– Oh! monsieur Morrel, s’écria le jeune marin, saisissant, les larmes aux yeux, les mains de l’armateur; monsieur Morrel, je vous remercie, au nom de mon père et de Mercédès.


– C’est bien, c’est bien, Edmond, il y a un Dieu a ciel pour les braves gens, que diable! Allez voir votre père, allez voir Mercédès, et revenez me trouver après.


– Mais vous ne voulez pas que je vous ramène à terre?


– Non, merci; je reste à régler mes comptes avec Danglars. Avez-vous été content de lui pendant le voyage?


– C’est selon le sens que vous attachez à cette question, monsieur. Si c’est comme bon camarade, non, car je crois qu’il ne m’aime pas depuis le jour où j’ai eu la bêtise, à la suite d’une petite querelle que nous avions eue ensemble, de lui proposer de nous arrêter dix minutes à l’île de Monte-Cristo pour vider cette querelle; proposition que j’avais eu tort de lui faire, et qu’il avait eu, lui, raison de refuser. Si c’est comme comptable que vous me faites cette question je crois qu’il n’y a rien à dire et que vous serez content de la façon dont sa besogne est faite.


– Mais, demanda l’armateur, voyons, Dantès, si vous étiez capitaine du Pharaon, garderiez-vous Danglars avec plaisir?


– Capitaine ou second, monsieur Morrel, répondit dit Dantès, j’aurai toujours les plus grands égards pour ceux qui posséderont la confiance de mes armateurs.

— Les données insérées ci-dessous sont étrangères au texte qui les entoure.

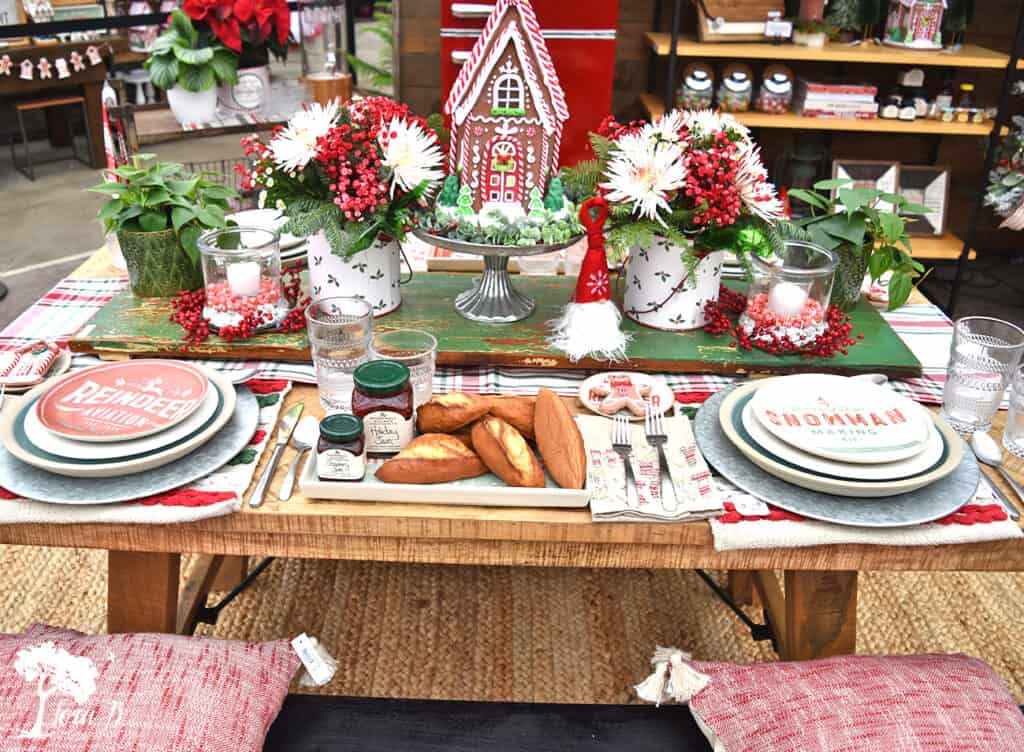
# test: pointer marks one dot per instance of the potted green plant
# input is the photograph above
(158, 211)
(188, 64)
(866, 230)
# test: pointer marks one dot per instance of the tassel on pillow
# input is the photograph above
(673, 679)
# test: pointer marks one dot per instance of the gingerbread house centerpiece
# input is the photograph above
(507, 111)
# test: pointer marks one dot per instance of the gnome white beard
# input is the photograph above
(590, 329)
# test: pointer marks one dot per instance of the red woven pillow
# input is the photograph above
(61, 692)
(858, 703)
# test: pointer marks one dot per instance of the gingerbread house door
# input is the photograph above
(504, 180)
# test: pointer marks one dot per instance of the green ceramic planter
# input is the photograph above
(158, 267)
(850, 273)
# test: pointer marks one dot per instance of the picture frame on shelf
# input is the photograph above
(928, 185)
(868, 173)
(11, 12)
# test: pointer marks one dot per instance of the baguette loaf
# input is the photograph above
(559, 442)
(449, 413)
(432, 458)
(516, 411)
(505, 452)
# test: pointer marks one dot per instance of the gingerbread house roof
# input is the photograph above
(525, 35)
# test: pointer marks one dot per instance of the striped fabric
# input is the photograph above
(71, 304)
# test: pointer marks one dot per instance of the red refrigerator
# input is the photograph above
(582, 42)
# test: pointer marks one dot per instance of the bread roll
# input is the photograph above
(449, 413)
(559, 441)
(506, 453)
(516, 411)
(432, 458)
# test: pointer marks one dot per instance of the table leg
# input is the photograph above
(740, 586)
(94, 122)
(142, 591)
(820, 615)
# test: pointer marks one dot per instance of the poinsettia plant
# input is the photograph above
(354, 172)
(692, 176)
(254, 29)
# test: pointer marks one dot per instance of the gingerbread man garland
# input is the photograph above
(619, 391)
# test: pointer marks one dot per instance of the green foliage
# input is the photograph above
(381, 77)
(183, 56)
(554, 200)
(450, 192)
(855, 222)
(155, 197)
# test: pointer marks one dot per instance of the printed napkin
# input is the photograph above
(218, 494)
(749, 523)
(683, 490)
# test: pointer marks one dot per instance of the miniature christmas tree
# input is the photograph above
(536, 205)
(465, 201)
(555, 198)
(450, 192)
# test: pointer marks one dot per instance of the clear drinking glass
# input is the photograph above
(339, 331)
(417, 350)
(983, 357)
(1013, 436)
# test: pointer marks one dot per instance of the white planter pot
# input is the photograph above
(249, 94)
(193, 108)
(373, 275)
(659, 292)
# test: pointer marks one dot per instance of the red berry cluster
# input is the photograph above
(711, 182)
(612, 129)
(836, 337)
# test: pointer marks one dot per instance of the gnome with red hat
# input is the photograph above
(589, 325)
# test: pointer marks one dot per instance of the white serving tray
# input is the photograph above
(483, 491)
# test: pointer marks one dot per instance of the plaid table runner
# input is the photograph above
(71, 304)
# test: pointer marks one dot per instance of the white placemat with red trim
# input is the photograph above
(749, 523)
(217, 494)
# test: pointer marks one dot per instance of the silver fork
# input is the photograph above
(653, 427)
(622, 442)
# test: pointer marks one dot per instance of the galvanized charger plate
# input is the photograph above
(925, 505)
(32, 483)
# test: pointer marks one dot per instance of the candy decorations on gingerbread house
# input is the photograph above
(507, 111)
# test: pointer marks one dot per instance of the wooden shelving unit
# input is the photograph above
(970, 55)
(654, 107)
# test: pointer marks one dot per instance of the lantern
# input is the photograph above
(325, 65)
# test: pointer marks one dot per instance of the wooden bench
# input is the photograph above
(316, 723)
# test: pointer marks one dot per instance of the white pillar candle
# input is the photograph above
(243, 279)
(786, 299)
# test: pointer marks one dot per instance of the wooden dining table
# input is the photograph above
(809, 594)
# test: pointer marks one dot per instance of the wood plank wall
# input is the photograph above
(419, 44)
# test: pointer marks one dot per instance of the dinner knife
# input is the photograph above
(285, 429)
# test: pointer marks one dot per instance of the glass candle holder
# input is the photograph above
(242, 277)
(788, 295)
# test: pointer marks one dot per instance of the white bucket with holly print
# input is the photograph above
(660, 292)
(373, 275)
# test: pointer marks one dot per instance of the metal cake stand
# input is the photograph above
(493, 299)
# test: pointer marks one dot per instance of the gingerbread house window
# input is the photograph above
(508, 95)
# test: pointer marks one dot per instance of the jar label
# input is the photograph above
(337, 464)
(386, 431)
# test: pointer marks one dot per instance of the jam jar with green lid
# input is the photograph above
(341, 451)
(383, 399)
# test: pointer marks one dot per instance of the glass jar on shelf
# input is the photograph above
(775, 95)
(735, 89)
(242, 278)
(788, 296)
(697, 89)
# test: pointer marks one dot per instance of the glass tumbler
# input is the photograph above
(984, 354)
(339, 331)
(242, 277)
(415, 349)
(1013, 436)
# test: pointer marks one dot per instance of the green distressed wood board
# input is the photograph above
(130, 326)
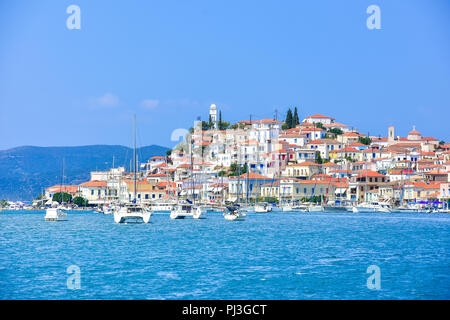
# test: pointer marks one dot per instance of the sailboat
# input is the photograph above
(189, 209)
(235, 212)
(54, 213)
(132, 212)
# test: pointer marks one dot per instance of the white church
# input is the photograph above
(213, 115)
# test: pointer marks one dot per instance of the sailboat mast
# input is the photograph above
(134, 161)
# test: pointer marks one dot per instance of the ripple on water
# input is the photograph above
(273, 256)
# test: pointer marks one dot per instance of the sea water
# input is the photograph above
(279, 255)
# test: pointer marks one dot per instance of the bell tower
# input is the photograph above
(213, 115)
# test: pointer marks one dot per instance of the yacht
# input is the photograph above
(54, 214)
(372, 206)
(336, 206)
(132, 213)
(314, 208)
(107, 209)
(162, 207)
(262, 207)
(188, 210)
(233, 213)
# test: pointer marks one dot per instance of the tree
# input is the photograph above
(319, 157)
(365, 140)
(206, 125)
(62, 197)
(80, 201)
(295, 120)
(289, 119)
(335, 131)
(210, 123)
(319, 125)
(223, 125)
(235, 171)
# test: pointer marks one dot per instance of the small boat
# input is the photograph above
(336, 206)
(107, 209)
(54, 214)
(315, 208)
(162, 207)
(98, 210)
(233, 213)
(188, 210)
(132, 213)
(372, 207)
(262, 207)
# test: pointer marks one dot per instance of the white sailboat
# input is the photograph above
(54, 213)
(262, 207)
(133, 212)
(188, 210)
(372, 206)
(233, 213)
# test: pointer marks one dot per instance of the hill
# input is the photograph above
(25, 171)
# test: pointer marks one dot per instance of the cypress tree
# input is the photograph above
(289, 119)
(295, 120)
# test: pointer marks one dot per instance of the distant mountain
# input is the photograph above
(24, 171)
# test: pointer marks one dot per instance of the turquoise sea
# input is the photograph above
(268, 256)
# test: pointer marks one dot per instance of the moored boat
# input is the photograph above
(132, 213)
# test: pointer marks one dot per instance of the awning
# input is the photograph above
(340, 190)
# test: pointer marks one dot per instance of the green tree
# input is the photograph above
(364, 140)
(80, 201)
(224, 125)
(235, 171)
(62, 197)
(289, 119)
(319, 157)
(336, 131)
(295, 120)
(207, 125)
(319, 125)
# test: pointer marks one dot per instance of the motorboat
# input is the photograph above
(188, 210)
(162, 207)
(107, 209)
(132, 213)
(314, 208)
(263, 207)
(54, 214)
(234, 213)
(372, 206)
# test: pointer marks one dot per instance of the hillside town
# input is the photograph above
(318, 159)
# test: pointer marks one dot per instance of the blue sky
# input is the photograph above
(167, 61)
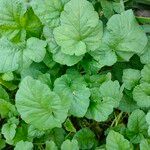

– Allons, allons, Dantès, je vois qu’en tout point vous êtes un brave garçon. Que je ne vous retienne plus: allez, car je vois que vous êtes sur des charbons.


– J’ai donc mon congé? demanda Dantès.


– Allez, vous dis-je.


– Vous permettez que je prenne votre canot?


– Prenez.


– Au revoir, monsieur Morrel, et mille fois merci.


– Au revoir, mon cher Edmond, bonne chance!»